Keeping these two mitzvos will preserve your spiritual standing and keep the hope for a better future alive. It seems like you’ve lost everything, and all you can do is mourn. But you too have an area of avodah. That’s your human dignity, and your impact on the future. Your present may be bleak, but even in that grim reality you still have the ability to work to build a better future.

These two lessons together are the Torah’s anchor. Number one, remember that there is a future. It may not be exactly what you dreamed. But the present, no matter how dismal, will bear fruit. And number two, even in your present situation, you have the ability to work to build that future. You’re still an active player in the game of life.

An anchor isn’t a solution to the problem. There’s still a storm. But it saves you from being dragged out to sea. The anchor doesn’t take away the painful reality, but it preserves your humanity. You’re still a person. Even in your situation, you have an area of avodah to deal with the present while building a brighter future.

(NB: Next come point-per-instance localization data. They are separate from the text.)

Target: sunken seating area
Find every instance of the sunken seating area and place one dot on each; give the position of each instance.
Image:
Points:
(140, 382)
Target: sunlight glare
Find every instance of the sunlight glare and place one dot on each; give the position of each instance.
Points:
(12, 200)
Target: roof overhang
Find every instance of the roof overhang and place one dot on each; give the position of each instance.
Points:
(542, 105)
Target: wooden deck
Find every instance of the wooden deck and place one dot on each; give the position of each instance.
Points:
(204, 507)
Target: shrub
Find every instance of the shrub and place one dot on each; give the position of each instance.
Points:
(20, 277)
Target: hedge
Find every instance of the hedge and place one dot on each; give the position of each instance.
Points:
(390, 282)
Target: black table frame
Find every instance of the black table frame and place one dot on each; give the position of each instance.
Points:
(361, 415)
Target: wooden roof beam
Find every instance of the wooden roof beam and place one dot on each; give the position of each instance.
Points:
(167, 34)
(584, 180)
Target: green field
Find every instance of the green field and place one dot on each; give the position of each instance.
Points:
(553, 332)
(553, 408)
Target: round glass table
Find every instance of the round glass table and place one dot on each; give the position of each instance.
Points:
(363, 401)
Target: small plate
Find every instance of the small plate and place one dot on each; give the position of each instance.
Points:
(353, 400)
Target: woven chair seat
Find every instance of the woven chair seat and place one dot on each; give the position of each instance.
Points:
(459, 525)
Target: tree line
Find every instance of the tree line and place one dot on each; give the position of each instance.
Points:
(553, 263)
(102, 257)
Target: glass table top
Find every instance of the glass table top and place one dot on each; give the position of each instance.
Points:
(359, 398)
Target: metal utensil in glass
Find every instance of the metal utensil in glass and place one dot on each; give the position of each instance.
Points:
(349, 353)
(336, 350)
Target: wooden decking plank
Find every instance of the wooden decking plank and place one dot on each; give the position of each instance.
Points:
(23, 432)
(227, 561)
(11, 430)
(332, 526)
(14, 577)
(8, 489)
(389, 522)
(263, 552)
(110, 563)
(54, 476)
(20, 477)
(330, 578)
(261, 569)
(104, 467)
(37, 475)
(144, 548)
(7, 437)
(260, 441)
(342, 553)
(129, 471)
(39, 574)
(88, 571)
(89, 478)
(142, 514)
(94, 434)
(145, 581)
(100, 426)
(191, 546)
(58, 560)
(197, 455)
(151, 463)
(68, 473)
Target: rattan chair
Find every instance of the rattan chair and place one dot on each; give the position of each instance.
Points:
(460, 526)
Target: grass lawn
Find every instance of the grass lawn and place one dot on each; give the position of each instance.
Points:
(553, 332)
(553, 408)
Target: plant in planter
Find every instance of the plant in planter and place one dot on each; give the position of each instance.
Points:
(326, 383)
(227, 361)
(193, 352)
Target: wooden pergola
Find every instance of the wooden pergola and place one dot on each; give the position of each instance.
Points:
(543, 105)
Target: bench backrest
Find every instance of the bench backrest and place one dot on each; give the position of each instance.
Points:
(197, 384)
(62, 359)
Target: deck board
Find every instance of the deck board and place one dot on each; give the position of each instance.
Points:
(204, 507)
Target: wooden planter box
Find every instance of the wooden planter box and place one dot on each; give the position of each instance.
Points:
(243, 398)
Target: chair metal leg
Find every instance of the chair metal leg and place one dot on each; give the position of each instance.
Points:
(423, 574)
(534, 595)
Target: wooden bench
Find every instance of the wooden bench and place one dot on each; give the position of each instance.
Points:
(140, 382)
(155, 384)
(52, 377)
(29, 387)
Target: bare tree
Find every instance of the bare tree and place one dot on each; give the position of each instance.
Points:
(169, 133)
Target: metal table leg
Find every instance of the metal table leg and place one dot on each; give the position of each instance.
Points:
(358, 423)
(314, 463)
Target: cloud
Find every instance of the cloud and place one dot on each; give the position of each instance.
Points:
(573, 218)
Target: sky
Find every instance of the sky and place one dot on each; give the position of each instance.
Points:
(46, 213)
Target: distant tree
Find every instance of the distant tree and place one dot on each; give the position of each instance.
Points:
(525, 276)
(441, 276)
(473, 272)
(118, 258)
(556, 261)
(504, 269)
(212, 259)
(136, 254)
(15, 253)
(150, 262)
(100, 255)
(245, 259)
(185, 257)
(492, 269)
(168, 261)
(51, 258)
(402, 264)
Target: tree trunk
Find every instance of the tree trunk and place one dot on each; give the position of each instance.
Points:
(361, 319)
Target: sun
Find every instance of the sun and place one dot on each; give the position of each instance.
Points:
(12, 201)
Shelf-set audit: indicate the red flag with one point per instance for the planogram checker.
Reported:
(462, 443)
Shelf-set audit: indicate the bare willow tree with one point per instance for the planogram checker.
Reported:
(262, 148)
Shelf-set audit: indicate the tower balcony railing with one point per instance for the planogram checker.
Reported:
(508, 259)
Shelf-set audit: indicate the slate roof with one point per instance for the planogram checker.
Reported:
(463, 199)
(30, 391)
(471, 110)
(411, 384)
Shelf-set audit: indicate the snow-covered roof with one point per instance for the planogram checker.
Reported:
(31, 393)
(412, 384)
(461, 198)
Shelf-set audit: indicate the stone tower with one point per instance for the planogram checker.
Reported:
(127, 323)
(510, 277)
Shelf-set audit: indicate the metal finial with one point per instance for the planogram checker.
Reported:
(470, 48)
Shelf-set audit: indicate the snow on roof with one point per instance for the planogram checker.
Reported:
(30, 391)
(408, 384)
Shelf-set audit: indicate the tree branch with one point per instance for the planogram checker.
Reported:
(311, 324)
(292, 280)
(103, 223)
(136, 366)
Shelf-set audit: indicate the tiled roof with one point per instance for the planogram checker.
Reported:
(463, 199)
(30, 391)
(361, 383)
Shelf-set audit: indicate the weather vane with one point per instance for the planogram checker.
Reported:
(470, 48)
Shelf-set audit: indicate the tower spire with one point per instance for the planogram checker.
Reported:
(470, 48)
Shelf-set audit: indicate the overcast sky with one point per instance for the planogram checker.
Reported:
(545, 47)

When you have an area of avodah, life is never over. You’re always building, laying another cobblestone in the road to a better future. The problem might remain forever, but life goes on.

My friend who lost his wife felt that his family was destroyed. Family to him meant being together with his wife and children, so when that became impossible, the only possible reaction was to grieve. But with help, he began to see family as a place for chinuch, an environment for growth. Then he discovered a new avodah of chinuch. He had to teach his children how to deal with the absence of their mother. He had to teach his children how to act with good middos toward others even when they felt like wallowing in self-pity. Discovering that avodah gave meaning to life, and showed him the promise of a future.

People in the middle of a storm often can’t see their area of avodah. The fury of the storm blinds them. That’s when they need our help. Because we aren’t in the storm, we’re able to help them search for their current avodah. It may be chinuch. It may be chesed. Everyone, no matter their situation, has an avodah to deal with the present and build the future. They need our help to see beyond the confines of their pain to find the avodah that fits their situation.

If we really want to help others, let’s not take the easy way out. Distracting them from the storm won’t help them. Let’s take the time to help them see their area of avodah, and put them back at the helm of their ship. That’s their path to reach a better future, without bypassing the present. That’s the Torah’s anchor, and the way for us to help a struggling sailor weather his storm.